How Information Flows During Emergencies
from The MIT Technology Review
Beijing Jiaotong University network scientist Liang Gao used mobile phone records to study human behavior during disasters and found that patterns of communication, and therefore information flows, change in significant ways.
Liang and colleagues studied the metadata from voice calls and texts of 10 million people over four years in an unidentified European country. The team identified emergencies that occurred in the region for the given time frame and then examined calls in the proximity of that time. The researchers studied people close enough to the emergency event to be directly influenced by it, as well as the group of people called by those directly involved.
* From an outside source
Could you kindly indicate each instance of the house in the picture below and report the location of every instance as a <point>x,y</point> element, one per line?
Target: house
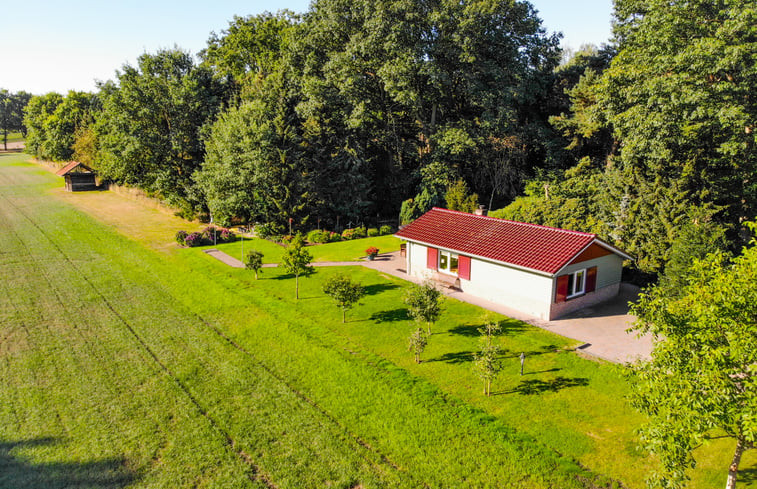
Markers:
<point>78,177</point>
<point>542,271</point>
Rather than calling others to spread the news of the emergency, the second group of people typically made their next call back to the person close to the emergency.
The team concludes that contrary to normal communication patterns, in an emergency the need to correspond with eyewitnesses is more critical than spreading situational awareness. The researchers say the findings reveal the way information spreads during unusual events and could impact authorities’ response to emergencies. Report
DCL: Its not clear to me that the conclusions are justified. They might depend upon the type of emergency. The report says nothing about the problems of communication during emergencies such as natural disasters. In many types of natural disasters communication networks are overloaded and call-backs are not possible. However, this study might contain information about the kinds of event processing that goes on during emergencies.